After elution, the phage can be plated and DNA extracted from individual plaque forming units, restricted and the appropriately sized fragments extracted after separation by PAGE. The DNA can then be sequenced to discover the protein primary structure that produces adherence to the target sequence. This process is repeated for each of the 5'-NNN-3' single finger subsites being investigated.

Investigating binding characteristics

These investigations require the use of soluble ZFPs, since attachment to phage can alter the binding characteristics of the zinc fingers.[3] Once a ZFP has been selected, its sequence is subcloned from pComb3H into a modified bacterial expression vector, pMal-c2, linking it to a sequence coding the maltose binding protein. The recombinant is then transformed into XL1-Blue cells and expression is induced by the addition of isopropyl β-D-thiogalactoside (IPTG). Freeze/thaw extracts may then be purified for use in the following experiments. Whilst purification is not necessary for multitarget ELISA, it is essential for measuring binding affinity by plasmon resonance and DNase footprints.

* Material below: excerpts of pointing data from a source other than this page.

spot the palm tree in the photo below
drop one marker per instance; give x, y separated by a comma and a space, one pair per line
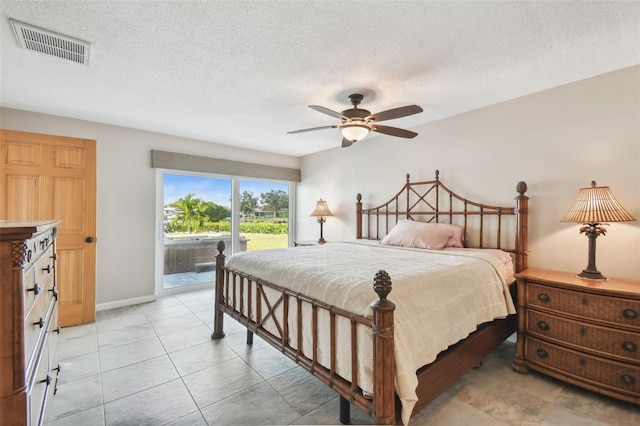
190, 212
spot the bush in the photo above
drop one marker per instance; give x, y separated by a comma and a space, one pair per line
249, 227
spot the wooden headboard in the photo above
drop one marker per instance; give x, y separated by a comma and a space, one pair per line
485, 226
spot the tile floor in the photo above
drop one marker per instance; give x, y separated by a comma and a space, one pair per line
155, 364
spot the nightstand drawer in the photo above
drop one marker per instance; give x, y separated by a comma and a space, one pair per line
612, 310
604, 373
608, 342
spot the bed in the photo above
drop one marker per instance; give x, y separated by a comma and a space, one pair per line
429, 254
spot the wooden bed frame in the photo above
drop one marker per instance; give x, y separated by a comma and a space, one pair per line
430, 201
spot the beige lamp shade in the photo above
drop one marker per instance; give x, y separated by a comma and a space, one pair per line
596, 204
321, 210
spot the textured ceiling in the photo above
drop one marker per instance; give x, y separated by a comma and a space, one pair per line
243, 72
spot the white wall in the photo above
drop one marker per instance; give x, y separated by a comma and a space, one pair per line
126, 185
557, 141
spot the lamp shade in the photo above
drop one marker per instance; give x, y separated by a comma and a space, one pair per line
321, 210
596, 204
354, 132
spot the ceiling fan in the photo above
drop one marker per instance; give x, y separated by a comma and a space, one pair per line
357, 123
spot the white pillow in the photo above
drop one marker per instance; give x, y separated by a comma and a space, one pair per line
435, 236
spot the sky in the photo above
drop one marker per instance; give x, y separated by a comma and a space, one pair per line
217, 190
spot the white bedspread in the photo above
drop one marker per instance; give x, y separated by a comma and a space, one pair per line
440, 296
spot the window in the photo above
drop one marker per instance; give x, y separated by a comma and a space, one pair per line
198, 210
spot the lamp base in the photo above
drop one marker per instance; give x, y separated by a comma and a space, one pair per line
592, 275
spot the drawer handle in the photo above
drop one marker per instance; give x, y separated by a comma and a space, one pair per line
543, 325
542, 353
627, 380
41, 322
544, 297
36, 289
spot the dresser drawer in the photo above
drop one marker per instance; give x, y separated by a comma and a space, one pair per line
44, 267
38, 278
36, 326
40, 385
621, 345
601, 372
612, 310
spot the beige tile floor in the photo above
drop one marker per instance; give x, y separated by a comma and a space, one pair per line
155, 364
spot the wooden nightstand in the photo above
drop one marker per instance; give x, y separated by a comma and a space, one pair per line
308, 243
580, 331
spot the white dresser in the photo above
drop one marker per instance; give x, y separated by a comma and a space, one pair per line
28, 321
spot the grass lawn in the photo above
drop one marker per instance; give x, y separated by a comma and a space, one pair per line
265, 241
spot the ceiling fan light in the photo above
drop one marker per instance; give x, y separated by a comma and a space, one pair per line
354, 132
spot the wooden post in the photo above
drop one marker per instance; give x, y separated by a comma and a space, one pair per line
359, 216
522, 235
218, 318
384, 395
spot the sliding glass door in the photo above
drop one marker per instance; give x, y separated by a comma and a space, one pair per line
200, 210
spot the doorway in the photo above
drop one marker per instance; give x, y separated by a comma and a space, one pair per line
54, 177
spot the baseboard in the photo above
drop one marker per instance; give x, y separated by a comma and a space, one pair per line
125, 302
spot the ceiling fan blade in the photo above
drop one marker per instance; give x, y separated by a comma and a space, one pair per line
346, 143
394, 131
312, 129
390, 114
328, 112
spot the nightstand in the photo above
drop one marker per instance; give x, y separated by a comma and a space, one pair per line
583, 332
308, 243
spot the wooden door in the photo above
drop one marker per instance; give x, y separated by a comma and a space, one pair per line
54, 177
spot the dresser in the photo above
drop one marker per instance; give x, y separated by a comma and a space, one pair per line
580, 331
28, 321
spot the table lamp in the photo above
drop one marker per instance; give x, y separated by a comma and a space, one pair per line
593, 207
321, 212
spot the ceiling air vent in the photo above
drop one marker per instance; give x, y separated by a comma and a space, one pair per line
50, 43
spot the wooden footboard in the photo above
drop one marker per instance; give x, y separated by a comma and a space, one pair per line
243, 297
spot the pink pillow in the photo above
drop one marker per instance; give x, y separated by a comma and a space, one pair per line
408, 233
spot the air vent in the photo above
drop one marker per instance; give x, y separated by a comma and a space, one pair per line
50, 43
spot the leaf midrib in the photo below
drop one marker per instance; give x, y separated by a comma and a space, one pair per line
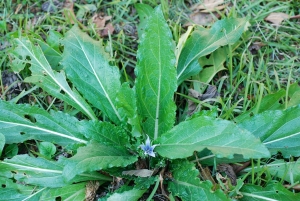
52, 76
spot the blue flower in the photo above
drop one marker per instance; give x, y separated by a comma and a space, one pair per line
148, 148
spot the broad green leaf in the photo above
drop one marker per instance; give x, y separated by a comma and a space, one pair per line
181, 42
43, 76
23, 122
73, 192
144, 12
214, 64
222, 137
11, 150
87, 66
272, 102
289, 171
104, 133
203, 42
269, 102
156, 77
41, 172
278, 130
187, 185
52, 55
131, 195
97, 157
272, 192
54, 40
47, 149
293, 95
2, 143
11, 191
126, 103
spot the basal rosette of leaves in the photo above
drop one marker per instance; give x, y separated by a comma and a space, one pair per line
119, 117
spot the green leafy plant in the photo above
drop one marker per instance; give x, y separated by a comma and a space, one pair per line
110, 127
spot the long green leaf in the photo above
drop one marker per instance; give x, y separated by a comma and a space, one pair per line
96, 157
103, 132
41, 172
74, 192
203, 42
144, 12
43, 76
289, 171
131, 195
186, 184
87, 66
278, 130
156, 76
126, 103
23, 122
11, 191
272, 192
222, 137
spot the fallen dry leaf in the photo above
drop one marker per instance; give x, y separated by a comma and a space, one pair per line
276, 18
254, 47
90, 190
101, 26
211, 92
139, 173
100, 21
69, 11
207, 5
108, 28
201, 18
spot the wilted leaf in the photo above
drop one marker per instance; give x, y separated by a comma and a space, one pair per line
277, 18
139, 173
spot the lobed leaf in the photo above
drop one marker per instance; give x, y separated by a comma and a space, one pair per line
278, 130
104, 133
187, 185
97, 157
288, 171
11, 191
202, 42
126, 104
41, 172
23, 122
76, 192
156, 77
273, 191
43, 76
87, 66
222, 137
144, 11
131, 195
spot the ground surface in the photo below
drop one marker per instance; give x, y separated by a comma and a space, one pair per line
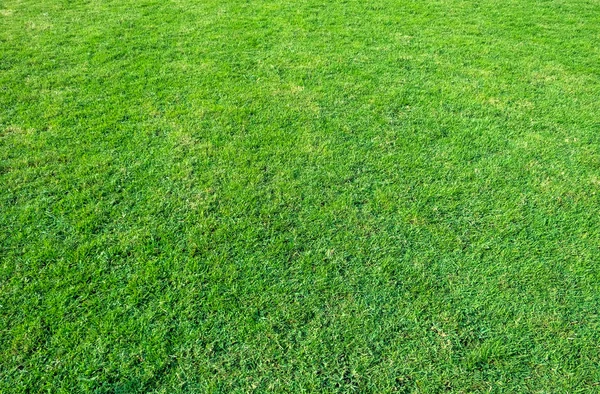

It can be performed using a Heparin-Sepharose FPLC column equilibrated with zinc buffer followed by confirmation of homogeneity by SDS PAGE gel densitometry[4] The same techniques are used to examine the binding properties of completed polydactyl ZFP chimera[12]

Specificity testing

The specificity of ZFPs selected by phage display, is tested using a multitarget enzyme-linked immunsorbant assay (ELISA). The ZFPs are applied to microtitre wells coated with streptavidin and a biotinylated target oligonucleotide. After incubation, the wells are washed to remove zinc fingers if they are not adherent to the target sequence, followed by the application of mouse anti-MBP (maltose binding protein) antibody and incubation. Goat anti-mouse antibody coupled to alkaline phosphatase is added and allowed to bind, followed by washing to remove antibody, if it is not bound to zinc fingers. Alkaline phosphatase substrate is added and after stopping the reaction, the optical density at 405 nm (OD405) is determined by spectrophotometry[4]

The reading from the spectrophotometer is dependent on the amount of alkaline phosphatase present in the well, which in turn is proportional to the binding of the ZFP in question. If the ZFP binds to a sequence for which it was not selected with too great an affinity, it is not specific enough for most medical purposes and will most likely be rejected.

These assays are repeated using different target oligonucleotides. When investigating zinc fingers binding 5'-XNN-3' sequences for example, all 16 of the possible oligonucleotide sequences will need to be investigated. Further, to test specificity to the 5' nucleotide, the full complement of the four 5'-ANN-3', 5'-CNN-3', 5'-GNN-3'. 5'-TNN-3' families are used as targets in four separate reactions and the relative binding in each is compared[4]

Kinetic analysis

Kinetic analysis provides information regarding both the affinity and the specificity of zinc finger adherence to the target. It can be performed using commercially available equipment utilising surface plasmon resonance. The surface of the sensor chip is coated with affinity purified streptavidin before application of biotinylated oligonucleotides which also adhere to the surface.[10] The association rate (kon) is calculated by measuring the rate of ZFP binding to the surface using several different protein concentrations whilst the dissociation rate (koff) can be calculated by increasing the rate of flow after association. The mathematics is performed by software provided with the instrument.[10]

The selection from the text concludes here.